The Fundamental Problem

The Perfect Prompt Illusion

Autonomous AI agents (Cursor, GitHub Copilot, Claude Code) created an illusory expectation: "if I write the perfect prompt, the agent will generate the entire feature in one go."

Reality:

  • LLMs have limited context windows (~200K tokens)
  • Without structure, each session starts from scratch
  • The agent "forgets" previous decisions
  • Impossible to trace why architecture X was rejected two weeks ago

Vibe-Coding: Prototyping vs Production

Vibe-coding (trusting the agent to "understand the vibe" of the project) works for quick prototypes, but generates problems in real projects:

  1. Lost decisions: Why did we choose this architecture two weeks ago?
  2. Constant hallucinations: The AI invents APIs, mixes frameworks, ignores constraints
  3. Monolithic work: Impossible to divide features into traceable tasks
  4. Continuous improvisation: Each session starts from scratch

Recent research shows that LLMs tend to generate more complex code than necessary, reinforcing the need for structured constraints.


Core Concepts

Before explaining the architecture, we need to establish three fundamental concepts:

1. Prompt

Definition: The instruction that the user sends to the LLM at a specific moment.

Example:

"Implement WooCommerce automatic invoicing"

Characteristics:

  • Ephemeral (only exists in that conversation)
  • Depends on available context
  • No memory between sessions

2. Context

Definition: All the information the LLM can "see" when processing a prompt.

Context composition:

Total Context = System Prompt + Current conversation + Attached files + Active rules

Example in Cursor:

System Prompt:    "You are a WordPress expert..."
Conversation:     [Last 10 messages]
Files:            checkout.php, functions.php
Active rules:     wordpress-expert.mdc, kiss.mdc, my-project-constraints.mdc

Physical limit: ~200K tokens in current models (GPT-4, Claude Sonnet)

3. Memory

Definition: Persistent information that survives between sessions.

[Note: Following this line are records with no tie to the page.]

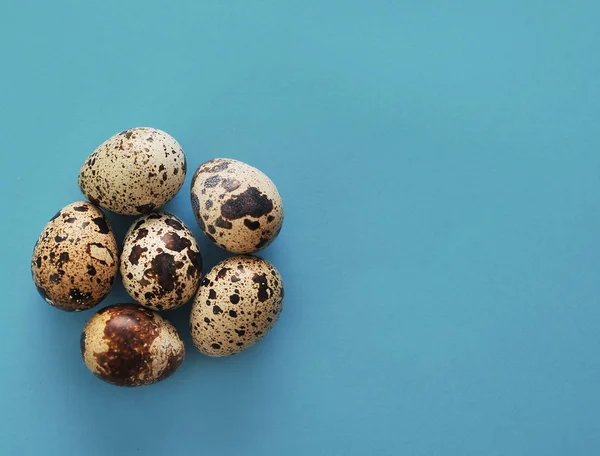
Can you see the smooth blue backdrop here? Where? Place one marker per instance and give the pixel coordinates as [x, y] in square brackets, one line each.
[440, 167]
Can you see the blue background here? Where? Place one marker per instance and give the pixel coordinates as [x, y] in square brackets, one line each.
[440, 167]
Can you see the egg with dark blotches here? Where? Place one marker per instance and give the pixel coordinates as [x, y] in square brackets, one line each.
[134, 172]
[127, 345]
[75, 260]
[236, 205]
[161, 264]
[238, 302]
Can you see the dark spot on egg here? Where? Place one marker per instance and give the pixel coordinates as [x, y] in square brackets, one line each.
[163, 269]
[141, 234]
[174, 242]
[264, 291]
[212, 181]
[102, 225]
[129, 334]
[252, 225]
[221, 223]
[230, 184]
[249, 203]
[174, 224]
[136, 252]
[145, 208]
[79, 296]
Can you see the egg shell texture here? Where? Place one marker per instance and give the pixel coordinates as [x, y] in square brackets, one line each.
[236, 205]
[75, 260]
[128, 345]
[238, 302]
[161, 264]
[134, 172]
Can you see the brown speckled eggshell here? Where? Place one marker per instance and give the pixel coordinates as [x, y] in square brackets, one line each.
[127, 345]
[161, 263]
[134, 172]
[75, 260]
[237, 206]
[238, 302]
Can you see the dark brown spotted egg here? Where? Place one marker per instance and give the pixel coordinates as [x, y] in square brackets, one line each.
[238, 302]
[134, 172]
[127, 345]
[75, 260]
[161, 263]
[237, 206]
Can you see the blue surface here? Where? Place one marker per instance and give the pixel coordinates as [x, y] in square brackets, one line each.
[440, 167]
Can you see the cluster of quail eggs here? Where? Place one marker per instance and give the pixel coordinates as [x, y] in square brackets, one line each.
[77, 260]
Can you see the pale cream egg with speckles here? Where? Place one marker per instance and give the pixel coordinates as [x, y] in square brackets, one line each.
[134, 172]
[75, 259]
[236, 205]
[238, 302]
[127, 345]
[161, 264]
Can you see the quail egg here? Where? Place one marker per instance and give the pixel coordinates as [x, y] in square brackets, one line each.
[161, 263]
[75, 260]
[238, 302]
[237, 206]
[134, 172]
[127, 345]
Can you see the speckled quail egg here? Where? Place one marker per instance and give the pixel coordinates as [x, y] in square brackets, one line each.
[134, 172]
[237, 303]
[75, 259]
[161, 263]
[237, 206]
[127, 345]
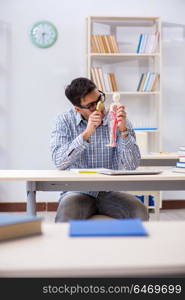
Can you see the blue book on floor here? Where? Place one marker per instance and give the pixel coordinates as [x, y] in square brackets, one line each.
[119, 227]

Types of memory in AI-assisted development:

  • Short-term memory: Current conversation (automatically managed by the tool)
  • Medium-term memory: Decisions from this feature/sprint (manual in most tools)
  • Long-term memory: Project architecture, established patterns (non-existent without structure)

The problem: Most tools only have short-term memory. Extended Context implements all three.


Evolution: From v1 to Current Version

v1 System: Structured Workflow

Original proposal: Guide: Developing Quality Software Assisted by AI Agents

Structure:

context/
├── 01-expert.md      # Expert profile
├── 02-analysis.md    # Code analysis
├── 03-plan.md        # Implementation plan
└── 04-backlog.md     # Pending tasks

Workflow:

Analysis → Solution → Backlog → Execution → Commit → Continue

Main achievement: Converted vibe-coding into traceable engineering.

v1 Limitations

1. Mixed knowledge 01-expert.md combines general principles (KISS, DRY) with project-specific constraints (stack, versions):

# 01-expert.md
## Principles
- KISS, DRY, SOLID
- Single Responsibility

## Project Stack
- WordPress 6.3
- ACF PRO 6.2.1
- WooCommerce 8.0

Problem: Impossible to reuse principles between projects without dragging irrelevant configuration.

2. Duplication between projects If you work on 3 WordPress projects, you have "security: sanitize_*, nonces" copied three times. Update a best practice → manual synchronization in 3 places.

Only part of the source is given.